- U.N. Expands North Korea Sanctions
The U.N. Security Council on Friday expanded North Korea sanctions after its ninth missile test this year. This is the first of such resolution agreed by the United States and Pyongyang’s only major ally China since President Donald Trump took office.
The Trump administration has been pressing China aggressively to rein in its reclusive neighbor, warning that all options are on the table if Pyongyang persists with its nuclear and missile development programs.
The United States has struggled to slow those programs, which have become a security priority given Pyongyang’s vow to develop a nuclear-tipped missile capable of hitting the U.S. mainland.
“The United States will continue to seek a peaceful, diplomatic resolution to this situation,” U.S. Ambassador to the United Nations Nikki Haley told the council after the vote.
But she added: “Beyond diplomatic and financial consequences, the United States remains prepared to counteract North Korean aggression through other means, if necessary.”

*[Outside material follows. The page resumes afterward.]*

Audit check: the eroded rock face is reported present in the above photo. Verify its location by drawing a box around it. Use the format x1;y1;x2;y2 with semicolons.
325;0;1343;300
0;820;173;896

Adding names to the U.N. blacklist – a global travel ban and asset freeze – was the minimum sanctions measures the Security Council could have taken and comes after five weeks of negotiations between Washington and Beijing.
“The Security Council is sending a clear message to North Korea today – stop firing ballistic missiles or face the consequences,” Haley said.
The resolution, adopted unanimously by the 15-member council, sanctions four entities, including the Koryo Bank and Strategic Rocket Force of the Korean People’s Army, and 14 people, including the head of Pyongyang’s overseas spying operations.
North Korea’s Koryo Bank handles overseas transactions for Office 38, a shadowy body that manages the private slush funds of the North Korean leadership, according to a South Korean government database.